FROM THE LINER NOTES - It’s gratifying to see young jazz bandleaders of our day reinvent the music of Shostakovich, Webern, Ligeti, Machaut and others. For Boston-based guitarist Eric Hofbauer, who in 2014 confronted monumental works by Stravinsky and Messiaen on Prehistoric Jazz, Vols. 1 & 2, the goal was not a melding of genres or a salute to “serious” music in general, but rather a puzzling over matters of timbre and instrumentation, improvisational pathways and harmonic implications specific to these composers and not others. The orchestrations were rigorous yet everywhere was the spark of the unexpected. Hofbauer’s take on the encounter of European modernism with the America of blues and jazz follows in the best tradition of Joplin, James P. Johnson and all that came after.
That holds true once again for Prehistoric Jazz, Vol. 3, devoted to Charles Ives’ Three Places in New England, a masterpiece of bracing modernism that the Connecticut sage completed in 1914 and revised in 1929. Ives’ sound world — deeply mysterious, irreverent, dissonant in the extreme — is kindred in spirit to the “prehistoric jazz” that Leonard Bernstein once spoke about in Stravinsky’s Le Sacre du printemps, and that Hofbauer extrapolated on Prehistoric Jazz, Vol. 2 to include Messiaen’s Quartet for the End of Time. Moreover, Ives’ appropriation of plantation songs, military marches and other vernacular sources is itself jazz-like. And Three Places, inspired as it is by Revolutionary and Civil War monuments as well as natural scenes in and around Ives’ native Connecticut, amounts to a meditation on America’s past and future — something about which jazz has quite a lot to say.

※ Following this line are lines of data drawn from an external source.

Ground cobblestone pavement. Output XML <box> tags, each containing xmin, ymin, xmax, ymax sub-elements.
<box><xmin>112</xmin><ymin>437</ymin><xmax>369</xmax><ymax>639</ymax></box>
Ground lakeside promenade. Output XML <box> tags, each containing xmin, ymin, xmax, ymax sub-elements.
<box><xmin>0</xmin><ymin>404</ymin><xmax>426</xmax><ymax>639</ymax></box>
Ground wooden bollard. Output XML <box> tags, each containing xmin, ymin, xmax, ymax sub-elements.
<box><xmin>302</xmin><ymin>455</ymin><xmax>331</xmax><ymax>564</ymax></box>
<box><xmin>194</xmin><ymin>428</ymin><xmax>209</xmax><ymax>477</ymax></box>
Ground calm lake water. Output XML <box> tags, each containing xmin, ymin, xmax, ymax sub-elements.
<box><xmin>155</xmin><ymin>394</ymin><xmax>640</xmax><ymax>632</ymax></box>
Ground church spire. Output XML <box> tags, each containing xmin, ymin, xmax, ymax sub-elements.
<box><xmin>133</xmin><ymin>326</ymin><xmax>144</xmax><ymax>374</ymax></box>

Naturally, Three Places is a three-movement work; the first movement is just under nine minutes, the second six minutes and the last roughly four. In this chamber-jazz quintet treatment by Hofbauer, the first two movements grow to an improvisation-heavy 17 minutes, the third to just under six. “I created in each piece a series of guidelines and goals,” Hofbauer explains, “instructions to help keep the improvisations on track and connected to the stories and emotional places of each movement.” As models, Hofbauer cites the streamlined compositional approach of Kind of Blue but also various concepts from the Art Ensemble of Chicago and Henry Threadgill.

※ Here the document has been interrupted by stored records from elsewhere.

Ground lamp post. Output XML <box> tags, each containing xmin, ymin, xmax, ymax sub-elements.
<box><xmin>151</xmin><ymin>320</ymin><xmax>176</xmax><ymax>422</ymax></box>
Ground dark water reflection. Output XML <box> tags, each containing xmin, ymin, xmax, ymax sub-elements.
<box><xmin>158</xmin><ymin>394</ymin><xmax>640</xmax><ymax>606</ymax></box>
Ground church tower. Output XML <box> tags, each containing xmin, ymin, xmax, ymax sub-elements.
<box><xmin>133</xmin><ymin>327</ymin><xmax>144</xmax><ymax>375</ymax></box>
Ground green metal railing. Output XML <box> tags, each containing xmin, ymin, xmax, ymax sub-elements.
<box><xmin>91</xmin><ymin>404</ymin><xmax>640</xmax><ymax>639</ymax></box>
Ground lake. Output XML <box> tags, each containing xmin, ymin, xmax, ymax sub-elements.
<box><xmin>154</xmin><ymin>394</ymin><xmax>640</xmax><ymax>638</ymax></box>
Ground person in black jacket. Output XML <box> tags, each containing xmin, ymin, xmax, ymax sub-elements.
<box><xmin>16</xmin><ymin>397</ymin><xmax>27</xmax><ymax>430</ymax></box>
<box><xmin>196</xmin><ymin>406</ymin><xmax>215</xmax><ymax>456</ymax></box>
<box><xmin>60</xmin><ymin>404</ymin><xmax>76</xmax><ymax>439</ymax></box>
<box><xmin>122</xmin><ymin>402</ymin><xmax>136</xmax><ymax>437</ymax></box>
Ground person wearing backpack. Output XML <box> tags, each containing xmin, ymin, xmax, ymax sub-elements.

Perhaps to an even greater extent than the Stravinsky and Messiaen albums, Hofbauer’s Three Places benefits from a robust, pure acoustic studio sound and crystal-clear separation of voices. “This piece is about folk music and melodies,” says Hofbauer, “and there needs to be an intimacy at the center of each movement. The acoustic guitar captures that closeness, addressing the American-ness and nostalgia, while also providing a more pointed and percussive attack when needed to highlight the nuanced timbral language of specifically African-American music vocabularies.”